久未提及的名字在思绪中闪过,怔然一瞬,悲戚自心底蔓延,胸腔一阵发酸,喃喃继续道“那时随舒文打马过闵舟,浊世翩翩公子,江湖落落书生,沙场少年将军,当真是风光无限,谁人可及他的光芒。”
扶黎舀燕窝的瓷勺顿住,没有了再吃的胃口,勺子碰触碗壁发出清脆的声响,萧瑀侧目看了一眼,她勉力笑笑“小王爷继续。”
萧瑀清了清嗓子“娄贺,贾化这些年升迁调动全由户部尚书刘尊儒一手提拔,那些账目自然与刘府有牵扯,白维弃车保帅,把罪名全抛在了刘尊儒身上,老奸巨猾如他把案件梳理的清清楚楚,明哲保身抽身而退,还博了一个好名声,刘府株九族之罪。

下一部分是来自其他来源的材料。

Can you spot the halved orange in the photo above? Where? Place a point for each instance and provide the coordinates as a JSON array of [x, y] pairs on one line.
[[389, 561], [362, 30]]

”
“他一向思维缜密,不会留下对自己不利的证据,那些无关痛痒的账目对他而言不过隔靴搔痒罢了。刘府株九族?刘骏可是司马将军通敌叛国一案中重要人证,他想来个死无对证?玩弄权术怕没人及得过白相。”景皓嗤笑一声,瞧着萧辞微白的脸色抬手倒了一杯热茶递了过去。
光影流转,风送暗香,萧辞摩挲着茶盏上的青花暗纹“刑部呢?”
“林相上奏刑部审查不利,冤假错案应重新审理,白维力保刑部尚书李奎,暂被降职处理,云朗一案林相与白维争执不下,皇上令二人各举荐刑部、户部、工部尚书人选,由新任刑部尚书接手通敌叛国一案,不知情况是好是坏。”
忽又沉了脸色思索片刻才道“前几日天胤进言京中水道堵塞,淹了京郊大半的月神庙,他占卜星相自称月神恐会降罪于雁月,可巧昨晚宫中碧津池旁缀仙阁横梁断裂砸碎了月神石像,皇上大怒,罢了工部尚书杨最的官,远远贬至幽州景县,苦寒之地,未有宣召无旨不可入京。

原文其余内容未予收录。